Principal Component Analysis (PCA) in R

In this tutorial you’ll learn how to perform a Principal Component Analysis (PCA) in R.

The table of content is structured as follows:

1) Example Data & Add-On Packages

2) Step 1: Calculate Principal Components

3) Step 2: Ideal Number of Components

4) Step 3: Interpret Results

5) Video, Further Resources & Summary

6) Subscribe to the Statistics Globe Newsletter

7) Thank you!

Paula Villasante Soriano Statistician & R Programmer

This page was created in collaboration with Paula Villasante Soriano and Cansu Kebabci. Please have a look at Paula’s and Cansu’s author pages to get further information about their academic backgrounds and the other articles they have written for Statistics Globe.

Rana Cansu Kebabci Statistician & Data Scientist

Let’s take a look at the procedure in R!

Example Data & Add-On Packages

In this tutorial, we will use the biopsy data of the MASS package. This is a breast cancer database obtained from the University of Wisconsin Hospitals, Dr. William H. Wolberg.

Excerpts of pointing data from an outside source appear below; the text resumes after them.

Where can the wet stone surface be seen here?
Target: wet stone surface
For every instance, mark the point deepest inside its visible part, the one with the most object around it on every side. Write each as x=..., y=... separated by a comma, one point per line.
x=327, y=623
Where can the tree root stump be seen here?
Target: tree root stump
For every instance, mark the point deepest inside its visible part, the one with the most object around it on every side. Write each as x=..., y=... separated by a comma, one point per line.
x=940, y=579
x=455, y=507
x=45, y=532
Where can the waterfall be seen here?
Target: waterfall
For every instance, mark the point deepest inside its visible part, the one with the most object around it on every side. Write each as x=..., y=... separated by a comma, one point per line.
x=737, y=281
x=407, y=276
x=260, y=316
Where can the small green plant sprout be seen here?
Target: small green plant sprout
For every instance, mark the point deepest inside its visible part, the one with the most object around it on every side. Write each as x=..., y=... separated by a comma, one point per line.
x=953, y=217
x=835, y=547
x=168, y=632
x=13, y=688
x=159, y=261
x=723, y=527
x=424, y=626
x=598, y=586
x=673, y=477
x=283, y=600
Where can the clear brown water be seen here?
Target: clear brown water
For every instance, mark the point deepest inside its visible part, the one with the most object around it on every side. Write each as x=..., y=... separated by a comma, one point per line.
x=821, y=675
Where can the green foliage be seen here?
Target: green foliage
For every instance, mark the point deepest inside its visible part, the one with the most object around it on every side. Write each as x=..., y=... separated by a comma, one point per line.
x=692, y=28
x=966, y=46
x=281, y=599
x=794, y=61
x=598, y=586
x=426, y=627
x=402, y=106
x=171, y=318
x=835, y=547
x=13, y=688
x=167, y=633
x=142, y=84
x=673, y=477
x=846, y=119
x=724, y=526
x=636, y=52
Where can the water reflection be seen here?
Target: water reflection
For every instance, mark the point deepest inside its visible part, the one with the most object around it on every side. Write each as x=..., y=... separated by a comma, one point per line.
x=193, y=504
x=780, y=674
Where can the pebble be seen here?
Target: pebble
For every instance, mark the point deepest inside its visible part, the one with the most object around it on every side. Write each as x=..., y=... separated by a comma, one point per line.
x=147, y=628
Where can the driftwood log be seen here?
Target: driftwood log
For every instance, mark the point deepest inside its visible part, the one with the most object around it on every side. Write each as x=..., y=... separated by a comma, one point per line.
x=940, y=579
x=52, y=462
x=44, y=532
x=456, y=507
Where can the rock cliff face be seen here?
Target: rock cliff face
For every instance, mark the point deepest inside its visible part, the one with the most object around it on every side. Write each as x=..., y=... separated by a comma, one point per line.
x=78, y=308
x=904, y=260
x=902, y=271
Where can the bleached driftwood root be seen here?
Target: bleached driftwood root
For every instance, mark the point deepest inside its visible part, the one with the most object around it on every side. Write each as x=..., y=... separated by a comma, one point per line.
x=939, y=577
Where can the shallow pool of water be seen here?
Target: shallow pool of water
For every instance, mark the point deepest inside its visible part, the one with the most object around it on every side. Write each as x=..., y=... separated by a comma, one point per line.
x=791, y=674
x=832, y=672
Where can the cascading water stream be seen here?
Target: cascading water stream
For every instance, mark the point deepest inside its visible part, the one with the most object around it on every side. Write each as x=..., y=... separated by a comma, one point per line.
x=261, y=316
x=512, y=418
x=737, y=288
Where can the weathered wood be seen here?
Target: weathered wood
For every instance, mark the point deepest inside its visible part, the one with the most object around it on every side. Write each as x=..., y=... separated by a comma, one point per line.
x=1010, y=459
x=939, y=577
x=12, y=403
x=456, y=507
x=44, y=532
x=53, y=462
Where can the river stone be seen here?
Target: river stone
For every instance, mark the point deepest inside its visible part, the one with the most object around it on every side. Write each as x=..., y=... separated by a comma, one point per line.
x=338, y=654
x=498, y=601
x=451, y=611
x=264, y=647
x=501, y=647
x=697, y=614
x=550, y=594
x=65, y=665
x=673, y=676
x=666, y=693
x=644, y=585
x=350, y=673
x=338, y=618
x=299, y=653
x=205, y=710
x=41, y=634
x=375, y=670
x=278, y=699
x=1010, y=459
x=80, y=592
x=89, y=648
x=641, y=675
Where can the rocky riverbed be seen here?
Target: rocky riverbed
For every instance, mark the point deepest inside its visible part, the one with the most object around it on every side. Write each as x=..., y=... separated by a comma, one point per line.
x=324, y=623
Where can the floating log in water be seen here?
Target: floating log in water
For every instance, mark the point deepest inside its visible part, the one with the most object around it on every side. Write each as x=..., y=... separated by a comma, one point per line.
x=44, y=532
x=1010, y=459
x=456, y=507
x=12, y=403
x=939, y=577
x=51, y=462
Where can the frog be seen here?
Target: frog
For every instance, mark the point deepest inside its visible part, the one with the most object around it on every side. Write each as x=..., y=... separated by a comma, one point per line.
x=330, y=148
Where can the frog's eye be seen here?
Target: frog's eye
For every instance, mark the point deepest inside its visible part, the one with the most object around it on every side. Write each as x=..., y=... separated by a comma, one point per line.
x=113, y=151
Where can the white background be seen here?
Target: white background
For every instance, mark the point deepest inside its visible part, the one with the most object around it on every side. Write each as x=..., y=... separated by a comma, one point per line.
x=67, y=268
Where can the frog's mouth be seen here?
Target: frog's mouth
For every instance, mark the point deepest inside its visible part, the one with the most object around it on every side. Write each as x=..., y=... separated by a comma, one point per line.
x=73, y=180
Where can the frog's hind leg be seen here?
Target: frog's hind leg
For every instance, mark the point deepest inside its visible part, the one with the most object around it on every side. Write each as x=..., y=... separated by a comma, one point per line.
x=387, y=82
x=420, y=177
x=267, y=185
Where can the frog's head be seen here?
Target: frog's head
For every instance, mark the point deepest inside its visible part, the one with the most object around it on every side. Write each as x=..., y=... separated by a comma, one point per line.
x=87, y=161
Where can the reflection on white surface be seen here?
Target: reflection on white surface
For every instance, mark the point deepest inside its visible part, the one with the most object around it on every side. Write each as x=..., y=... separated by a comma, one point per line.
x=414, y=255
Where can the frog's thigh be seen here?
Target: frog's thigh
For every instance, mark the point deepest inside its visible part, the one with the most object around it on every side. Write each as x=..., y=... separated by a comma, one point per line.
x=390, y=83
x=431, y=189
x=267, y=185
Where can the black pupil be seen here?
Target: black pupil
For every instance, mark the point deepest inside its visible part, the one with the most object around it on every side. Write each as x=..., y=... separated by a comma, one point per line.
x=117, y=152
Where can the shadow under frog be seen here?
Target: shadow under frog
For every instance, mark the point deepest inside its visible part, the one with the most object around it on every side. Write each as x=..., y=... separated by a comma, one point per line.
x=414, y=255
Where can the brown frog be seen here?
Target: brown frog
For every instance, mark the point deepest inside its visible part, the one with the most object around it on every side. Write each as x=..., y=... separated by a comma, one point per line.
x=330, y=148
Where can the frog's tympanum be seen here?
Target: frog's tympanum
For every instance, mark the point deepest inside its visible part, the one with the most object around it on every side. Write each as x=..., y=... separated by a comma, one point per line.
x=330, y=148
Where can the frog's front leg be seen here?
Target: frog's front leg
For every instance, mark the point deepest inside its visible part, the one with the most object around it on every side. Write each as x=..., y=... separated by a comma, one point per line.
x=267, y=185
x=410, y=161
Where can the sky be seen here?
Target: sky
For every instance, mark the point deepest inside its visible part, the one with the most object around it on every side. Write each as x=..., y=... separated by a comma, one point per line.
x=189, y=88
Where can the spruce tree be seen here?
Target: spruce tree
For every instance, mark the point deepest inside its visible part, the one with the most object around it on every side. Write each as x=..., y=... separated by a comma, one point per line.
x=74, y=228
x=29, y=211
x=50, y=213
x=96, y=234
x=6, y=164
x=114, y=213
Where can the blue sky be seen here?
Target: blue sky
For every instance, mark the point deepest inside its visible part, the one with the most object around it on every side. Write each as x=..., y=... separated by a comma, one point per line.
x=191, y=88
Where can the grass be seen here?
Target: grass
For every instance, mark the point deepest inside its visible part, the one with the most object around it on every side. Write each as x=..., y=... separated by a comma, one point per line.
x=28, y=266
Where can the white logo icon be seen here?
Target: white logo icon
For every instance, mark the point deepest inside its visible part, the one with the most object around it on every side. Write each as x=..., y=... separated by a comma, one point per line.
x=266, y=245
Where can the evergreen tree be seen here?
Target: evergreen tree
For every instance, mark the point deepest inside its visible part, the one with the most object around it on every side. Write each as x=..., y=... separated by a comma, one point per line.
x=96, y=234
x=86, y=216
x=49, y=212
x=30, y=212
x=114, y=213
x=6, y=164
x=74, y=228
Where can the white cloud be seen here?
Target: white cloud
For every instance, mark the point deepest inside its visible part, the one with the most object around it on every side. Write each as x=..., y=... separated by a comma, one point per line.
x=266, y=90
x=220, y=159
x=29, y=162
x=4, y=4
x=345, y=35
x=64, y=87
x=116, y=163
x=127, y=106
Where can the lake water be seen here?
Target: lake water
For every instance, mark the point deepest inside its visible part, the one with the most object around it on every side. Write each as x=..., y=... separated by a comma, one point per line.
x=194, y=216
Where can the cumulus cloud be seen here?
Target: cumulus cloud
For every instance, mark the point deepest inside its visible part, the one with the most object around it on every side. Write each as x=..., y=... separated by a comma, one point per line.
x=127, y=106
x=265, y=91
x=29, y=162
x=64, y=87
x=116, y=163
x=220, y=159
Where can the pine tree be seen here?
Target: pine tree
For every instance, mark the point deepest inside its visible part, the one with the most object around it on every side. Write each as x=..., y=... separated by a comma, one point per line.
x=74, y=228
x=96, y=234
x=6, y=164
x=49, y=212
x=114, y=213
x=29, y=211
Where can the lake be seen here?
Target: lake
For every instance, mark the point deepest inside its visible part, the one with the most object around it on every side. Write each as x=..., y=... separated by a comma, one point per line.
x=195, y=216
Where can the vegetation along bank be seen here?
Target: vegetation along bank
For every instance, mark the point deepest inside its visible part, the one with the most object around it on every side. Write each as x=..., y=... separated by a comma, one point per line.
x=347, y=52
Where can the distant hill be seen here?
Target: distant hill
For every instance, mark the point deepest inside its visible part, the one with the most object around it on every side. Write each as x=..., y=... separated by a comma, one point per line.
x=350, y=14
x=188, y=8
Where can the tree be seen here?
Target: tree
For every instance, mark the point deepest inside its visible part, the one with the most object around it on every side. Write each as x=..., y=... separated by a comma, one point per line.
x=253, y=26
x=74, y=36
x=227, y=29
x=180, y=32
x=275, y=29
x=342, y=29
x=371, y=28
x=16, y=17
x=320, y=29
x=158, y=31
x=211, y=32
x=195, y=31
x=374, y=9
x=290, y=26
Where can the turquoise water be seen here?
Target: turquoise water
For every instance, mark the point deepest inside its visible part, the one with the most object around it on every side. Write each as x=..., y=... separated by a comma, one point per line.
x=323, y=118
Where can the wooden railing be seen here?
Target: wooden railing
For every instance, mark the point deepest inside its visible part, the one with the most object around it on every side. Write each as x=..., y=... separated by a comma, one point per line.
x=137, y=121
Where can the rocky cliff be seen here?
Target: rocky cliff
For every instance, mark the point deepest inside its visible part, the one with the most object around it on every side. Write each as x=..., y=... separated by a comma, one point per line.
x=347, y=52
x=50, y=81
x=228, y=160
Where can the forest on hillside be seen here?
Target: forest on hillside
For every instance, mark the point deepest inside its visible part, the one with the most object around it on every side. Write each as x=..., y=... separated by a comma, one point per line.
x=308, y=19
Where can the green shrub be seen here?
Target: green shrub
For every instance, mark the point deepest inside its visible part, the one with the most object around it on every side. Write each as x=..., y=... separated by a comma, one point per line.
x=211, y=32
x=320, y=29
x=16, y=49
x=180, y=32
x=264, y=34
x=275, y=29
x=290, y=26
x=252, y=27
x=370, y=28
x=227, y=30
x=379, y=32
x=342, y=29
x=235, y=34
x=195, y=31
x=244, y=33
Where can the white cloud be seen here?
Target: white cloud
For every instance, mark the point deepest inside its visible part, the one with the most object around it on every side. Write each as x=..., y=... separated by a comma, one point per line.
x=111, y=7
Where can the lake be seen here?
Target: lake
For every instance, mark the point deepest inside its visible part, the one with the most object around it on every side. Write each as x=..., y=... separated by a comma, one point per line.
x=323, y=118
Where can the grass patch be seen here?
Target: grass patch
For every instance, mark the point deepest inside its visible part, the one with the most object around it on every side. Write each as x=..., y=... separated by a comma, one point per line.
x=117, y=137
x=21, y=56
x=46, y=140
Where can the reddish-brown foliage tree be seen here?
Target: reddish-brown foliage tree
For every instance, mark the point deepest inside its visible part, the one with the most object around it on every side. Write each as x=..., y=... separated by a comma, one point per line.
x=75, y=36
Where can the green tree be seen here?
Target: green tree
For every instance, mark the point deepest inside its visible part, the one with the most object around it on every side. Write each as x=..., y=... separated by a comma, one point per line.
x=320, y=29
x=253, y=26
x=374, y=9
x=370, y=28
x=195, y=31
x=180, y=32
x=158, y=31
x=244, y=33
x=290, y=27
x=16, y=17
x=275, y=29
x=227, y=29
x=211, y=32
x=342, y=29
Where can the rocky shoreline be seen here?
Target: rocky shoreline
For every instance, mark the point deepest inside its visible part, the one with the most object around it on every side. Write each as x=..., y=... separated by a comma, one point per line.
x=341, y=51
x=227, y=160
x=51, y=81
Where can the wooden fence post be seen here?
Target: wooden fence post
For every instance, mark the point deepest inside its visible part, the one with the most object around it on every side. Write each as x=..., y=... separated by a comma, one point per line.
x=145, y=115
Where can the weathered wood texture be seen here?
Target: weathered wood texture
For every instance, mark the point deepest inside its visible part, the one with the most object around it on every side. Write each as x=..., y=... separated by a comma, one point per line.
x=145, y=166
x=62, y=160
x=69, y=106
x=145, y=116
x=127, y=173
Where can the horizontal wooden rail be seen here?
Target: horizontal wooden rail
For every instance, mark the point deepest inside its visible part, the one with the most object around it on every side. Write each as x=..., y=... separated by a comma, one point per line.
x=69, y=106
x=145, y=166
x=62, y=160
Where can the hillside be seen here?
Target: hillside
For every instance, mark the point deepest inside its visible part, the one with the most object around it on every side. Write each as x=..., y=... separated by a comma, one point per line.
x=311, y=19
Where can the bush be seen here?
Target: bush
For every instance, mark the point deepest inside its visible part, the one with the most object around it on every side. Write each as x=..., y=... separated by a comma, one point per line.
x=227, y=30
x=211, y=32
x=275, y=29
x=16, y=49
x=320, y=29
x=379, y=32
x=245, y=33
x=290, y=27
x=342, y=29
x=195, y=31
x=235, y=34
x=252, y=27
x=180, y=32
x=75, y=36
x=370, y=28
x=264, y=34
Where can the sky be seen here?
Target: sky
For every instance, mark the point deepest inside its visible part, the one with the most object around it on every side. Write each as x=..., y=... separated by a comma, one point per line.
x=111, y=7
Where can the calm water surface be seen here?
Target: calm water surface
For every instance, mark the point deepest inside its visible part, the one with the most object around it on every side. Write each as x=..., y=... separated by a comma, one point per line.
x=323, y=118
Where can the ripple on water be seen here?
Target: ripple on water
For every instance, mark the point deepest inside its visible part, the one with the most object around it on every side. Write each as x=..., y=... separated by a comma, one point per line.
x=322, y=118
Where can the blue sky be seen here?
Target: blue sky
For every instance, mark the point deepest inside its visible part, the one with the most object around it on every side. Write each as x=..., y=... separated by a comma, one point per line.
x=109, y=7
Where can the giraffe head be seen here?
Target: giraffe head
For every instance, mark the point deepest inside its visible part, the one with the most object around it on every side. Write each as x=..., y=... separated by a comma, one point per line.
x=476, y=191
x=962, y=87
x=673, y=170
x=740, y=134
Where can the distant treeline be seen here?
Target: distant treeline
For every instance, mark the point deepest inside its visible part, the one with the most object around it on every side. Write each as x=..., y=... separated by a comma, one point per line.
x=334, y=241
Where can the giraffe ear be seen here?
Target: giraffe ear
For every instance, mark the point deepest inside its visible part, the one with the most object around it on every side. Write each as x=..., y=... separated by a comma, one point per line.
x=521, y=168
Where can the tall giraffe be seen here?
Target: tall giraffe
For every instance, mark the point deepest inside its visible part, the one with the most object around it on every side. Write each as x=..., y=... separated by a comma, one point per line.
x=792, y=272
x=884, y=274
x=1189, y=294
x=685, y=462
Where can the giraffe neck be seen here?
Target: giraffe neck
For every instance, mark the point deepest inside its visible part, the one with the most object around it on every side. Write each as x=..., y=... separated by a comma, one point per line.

He assessed biopsies of breast tumors for 699 patients.

In order to use this database, we need to install the MASS package first, as follows.

install.packages("MASS")

In order to visualize our data, we will install the factoextra and ggplot2 packages.

install.packages("factoextra")
install.packages("ggplot2")

Next, we will load the libraries.

library(MASS)
library(factoextra)
library(ggplot2)

Now, we can import the biopsy data and print a summary via str().

data(biopsy)
str(biopsy)
 
#'data.frame':	699 obs. of  11 variables:
# $ ID   : chr  "1000025" "1002945" "1015425" "1016277" ...
# $ V1   : int  5 5 3 6 4 8 1 2 2 4 ...
# $ V2   : int  1 4 1 8 1 10 1 1 1 2 ...
# $ V3   : int  1 4 1 8 1 10 1 2 1 1 ...
# $ V4   : int  1 5 1 1 3 8 1 1 1 1 ...
# $ V5   : int  2 7 2 3 2 7 2 2 2 2 ...
# $ V6   : int  1 10 2 4 1 10 10 1 1 1 ...
# $ V7   : int  3 3 3 3 3 9 3 3 1 2 ...
# $ V8   : int  1 2 1 7 1 7 1 1 1 1 ...
# $ V9   : int  1 1 1 1 1 1 1 1 5 1 ...
# $ class: Factor w/ 2 levels "benign",
# "malignant": 1 1 1 1 1 2 1 1 1 1 ...

As shown below, the biopsy data contains 699 observations of 11 variables. The output also shows that there’s a character variable: ID, and a factor variable: class, with two levels: benign and malignant.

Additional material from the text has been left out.